Fleming, a professor who has authored other books on the effects of capitalism, argues that the pandemic exposed universities’ vulnerability in times of crisis and revealed a deeper malaise that had been building for many years. The modern university, he suggests, has become a commercial venture fixated on performance indicators, increasingly detached from its original mission of expanding minds.

As lockdowns were imposed and academic institutions rushed into a rapid digital transition for fear of a financial hit, it became clear that the dysfunction predated the pandemic, the author argues, and was far more deeply rooted.

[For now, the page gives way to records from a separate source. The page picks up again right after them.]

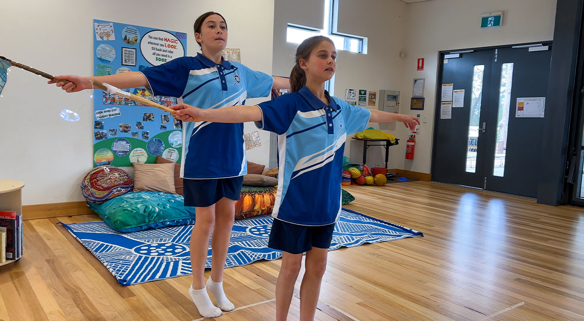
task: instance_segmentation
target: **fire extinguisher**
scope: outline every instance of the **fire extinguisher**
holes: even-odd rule
[[[413,159],[413,149],[416,148],[416,135],[410,135],[409,139],[406,143],[405,159]]]

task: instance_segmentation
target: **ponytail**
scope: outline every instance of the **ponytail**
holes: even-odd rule
[[[306,84],[306,74],[296,62],[292,72],[290,73],[290,92],[296,92],[300,90]]]

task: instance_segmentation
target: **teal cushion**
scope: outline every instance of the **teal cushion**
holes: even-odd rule
[[[183,197],[158,191],[130,192],[89,207],[113,229],[123,233],[194,224],[194,208]]]
[[[346,205],[355,200],[355,197],[345,190],[340,190],[341,204]]]

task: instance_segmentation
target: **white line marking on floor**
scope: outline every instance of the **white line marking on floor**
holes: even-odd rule
[[[263,304],[265,303],[267,303],[267,302],[271,302],[272,301],[276,301],[276,299],[274,298],[274,299],[270,299],[270,300],[266,300],[265,301],[262,301],[260,302],[258,302],[258,303],[253,303],[253,304],[250,304],[249,305],[246,305],[245,306],[240,306],[240,307],[239,307],[239,308],[238,308],[237,309],[235,309],[234,310],[231,310],[231,311],[229,311],[228,312],[223,312],[223,314],[222,314],[221,315],[225,315],[225,314],[227,314],[227,313],[230,313],[231,312],[235,312],[235,311],[237,311],[238,310],[241,310],[242,309],[245,309],[246,308],[251,308],[252,306],[255,306],[256,305],[259,305],[260,304]],[[221,317],[220,316],[218,316],[217,317]],[[201,317],[201,318],[199,318],[199,319],[197,319],[193,320],[193,321],[201,321],[201,320],[204,320],[206,319],[207,319],[207,317]],[[357,321],[359,321],[359,320],[357,320]]]
[[[504,313],[506,312],[507,311],[509,311],[509,310],[512,310],[512,309],[515,309],[515,308],[517,308],[518,306],[521,306],[522,305],[523,305],[524,304],[525,304],[525,301],[523,301],[523,302],[520,302],[520,303],[518,303],[516,304],[515,305],[512,305],[511,306],[509,306],[509,308],[507,308],[506,309],[503,309],[501,310],[500,311],[499,311],[498,312],[494,313],[493,313],[492,315],[488,315],[488,316],[485,316],[484,318],[481,319],[481,321],[483,321],[484,320],[486,320],[488,319],[491,319],[491,317],[493,317],[493,316],[498,316],[498,315],[500,315],[501,313]]]

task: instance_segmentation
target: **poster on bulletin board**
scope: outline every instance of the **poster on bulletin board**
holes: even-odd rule
[[[92,37],[95,76],[141,71],[186,53],[182,32],[94,19]],[[143,88],[121,89],[166,106],[177,103]],[[94,167],[155,163],[158,155],[180,162],[182,123],[170,113],[100,89],[93,97]]]

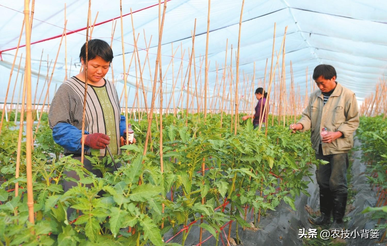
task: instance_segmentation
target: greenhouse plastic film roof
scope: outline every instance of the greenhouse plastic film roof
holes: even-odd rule
[[[145,89],[151,93],[151,82],[154,71],[158,42],[158,2],[154,0],[123,2],[123,14],[130,13],[131,8],[134,12],[132,17],[136,36],[140,34],[137,45],[140,65],[144,71],[143,77]],[[374,91],[376,83],[387,73],[387,5],[384,2],[246,0],[241,34],[240,81],[243,81],[243,76],[249,75],[250,80],[246,82],[251,85],[255,63],[254,87],[256,87],[259,80],[264,77],[267,58],[269,58],[268,66],[270,68],[275,22],[275,49],[277,52],[279,51],[285,26],[288,26],[285,41],[286,83],[288,88],[290,84],[291,61],[295,84],[300,86],[300,95],[301,96],[305,93],[307,67],[308,68],[307,77],[310,80],[316,65],[329,64],[336,68],[337,80],[355,92],[358,101],[361,102],[365,97]],[[94,22],[97,12],[96,24],[108,21],[104,24],[96,25],[93,30],[92,38],[103,39],[110,43],[115,22],[111,20],[119,17],[120,1],[111,0],[107,4],[107,2],[102,0],[91,1],[92,23]],[[87,1],[72,0],[67,2],[66,3],[67,33],[85,27]],[[216,96],[218,92],[213,90],[217,76],[220,80],[223,75],[226,43],[227,65],[229,66],[230,64],[232,45],[233,75],[234,78],[236,74],[235,72],[235,52],[238,46],[241,3],[242,1],[239,0],[211,1],[208,47],[210,96]],[[205,65],[202,62],[205,53],[208,6],[208,1],[204,0],[170,0],[168,2],[162,41],[161,62],[163,76],[165,76],[163,86],[166,87],[166,91],[170,94],[168,97],[172,92],[173,75],[173,83],[176,83],[175,96],[178,96],[180,93],[181,83],[180,79],[176,80],[176,76],[179,73],[183,54],[182,69],[179,73],[179,77],[182,76],[182,73],[184,77],[188,65],[188,49],[190,53],[191,33],[194,30],[195,18],[197,24],[194,50],[197,76],[200,73],[204,82]],[[23,7],[21,1],[3,1],[0,4],[2,13],[0,15],[2,34],[0,51],[0,51],[2,56],[0,83],[4,88],[0,92],[1,102],[4,101],[5,96],[5,88],[16,51],[15,49],[11,49],[17,46],[24,18]],[[65,2],[36,1],[34,18],[32,43],[61,35],[65,22]],[[125,16],[123,19],[127,67],[125,70],[127,70],[134,51],[134,35],[130,15]],[[116,20],[116,26],[112,41],[115,55],[113,68],[115,82],[120,82],[116,84],[119,96],[123,88],[124,69],[120,18]],[[78,73],[80,68],[79,53],[81,46],[85,42],[86,34],[86,30],[69,33],[66,36],[65,46],[63,38],[53,73],[53,84],[50,88],[50,94],[51,97],[55,90],[59,85],[57,84],[62,82],[65,77],[66,51],[68,74],[73,76]],[[42,90],[46,90],[43,89],[43,84],[47,74],[48,63],[49,65],[52,60],[48,73],[49,78],[60,40],[60,36],[31,46],[33,93],[36,89],[37,75],[43,50],[39,82],[36,90],[38,96]],[[21,45],[24,44],[25,41],[23,32]],[[145,64],[144,67],[144,63],[148,44],[150,69],[147,64]],[[15,86],[16,91],[18,91],[21,81],[22,76],[19,74],[15,84],[18,64],[22,53],[20,72],[23,73],[24,47],[19,48],[18,52],[10,88],[11,93]],[[175,55],[172,62],[171,59],[173,54]],[[281,59],[280,57],[280,64]],[[129,106],[131,106],[133,104],[135,93],[136,66],[138,71],[138,65],[135,64],[134,60],[134,58],[128,77],[128,85],[132,88],[129,90]],[[276,61],[275,54],[274,64]],[[192,81],[194,81],[193,68]],[[226,73],[229,72],[229,70]],[[112,77],[111,70],[111,68],[106,75],[106,77],[109,79]],[[150,71],[152,73],[152,77],[150,75]],[[278,71],[277,68],[277,73]],[[226,75],[228,74],[226,73]],[[140,83],[139,74],[138,73],[137,77],[137,82]],[[309,81],[308,85],[310,85]],[[250,88],[250,86],[247,88]],[[251,92],[249,89],[247,91],[248,96],[250,95]],[[243,95],[244,91],[241,93]],[[148,93],[147,100],[150,102],[149,95],[150,93]],[[34,95],[32,96],[33,98]],[[21,101],[21,99],[20,101]],[[7,102],[9,101],[7,100]]]

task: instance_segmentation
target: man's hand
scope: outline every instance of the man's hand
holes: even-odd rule
[[[121,145],[122,146],[123,146],[124,145],[126,145],[126,141],[125,140],[125,139],[123,138],[123,137],[121,137],[121,138],[120,138],[120,142],[121,142]],[[136,138],[134,138],[134,137],[133,138],[133,142],[131,142],[130,141],[128,141],[128,142],[129,142],[129,144],[135,144],[136,143]]]
[[[342,133],[341,132],[328,132],[324,137],[322,138],[323,143],[331,143],[342,136]]]
[[[245,121],[247,119],[251,118],[251,115],[245,115],[245,116],[242,117],[242,120]]]
[[[302,130],[303,128],[304,127],[302,126],[302,124],[300,123],[297,124],[291,124],[289,126],[289,129],[292,130],[293,133],[296,133],[296,132],[297,130]]]

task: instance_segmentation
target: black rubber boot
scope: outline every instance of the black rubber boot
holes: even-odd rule
[[[344,229],[344,222],[342,218],[345,214],[345,207],[347,205],[347,194],[337,193],[333,195],[333,223],[329,230],[341,231]]]
[[[317,218],[309,217],[308,219],[313,225],[320,225],[330,222],[330,212],[332,210],[332,196],[330,191],[320,192],[320,212],[321,216]]]

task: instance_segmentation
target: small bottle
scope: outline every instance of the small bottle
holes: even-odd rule
[[[328,132],[327,131],[327,128],[325,127],[321,129],[321,133],[320,133],[320,137],[321,138],[321,140],[322,140],[323,138],[328,134]]]
[[[134,132],[132,129],[132,124],[128,124],[128,140],[131,143],[133,142],[133,136],[134,136]]]

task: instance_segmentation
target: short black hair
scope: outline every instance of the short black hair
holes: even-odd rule
[[[255,94],[263,94],[264,97],[266,98],[267,96],[267,92],[265,92],[264,94],[264,89],[262,87],[260,87],[259,88],[257,88],[255,90]]]
[[[106,62],[111,62],[113,60],[113,51],[107,43],[101,39],[94,39],[89,41],[87,44],[87,60],[92,60],[97,56],[99,56]],[[80,48],[79,53],[79,62],[81,59],[86,61],[86,43]]]
[[[335,76],[337,77],[336,75],[336,70],[335,68],[330,65],[321,64],[315,68],[313,71],[313,79],[316,80],[320,76],[322,76],[325,79],[330,79]]]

For him, Covid-19 exposed what was already there, rather than creating it.

Fleming traces the changes to several factors, including universities’ reliance on foreign students as an income stream, to the expansion of administrative bureaucracies and their effect on decision-making. He examines precarious contracts and unstable employment among faculty, the erosion of academic collegiality, and the transformation of the lecturer into a monitored worker prone to mental exhaustion, pushed on output and numbers-based indicators, with little regard for the human or intellectual dimensions of their work.

The author explores the psychological and social consequences of these shifts, both on academics and students, with fear of job loss, competition among peers, constant evaluation, and trivial incentives that sit uneasily with the conditions required for serious intellectual work.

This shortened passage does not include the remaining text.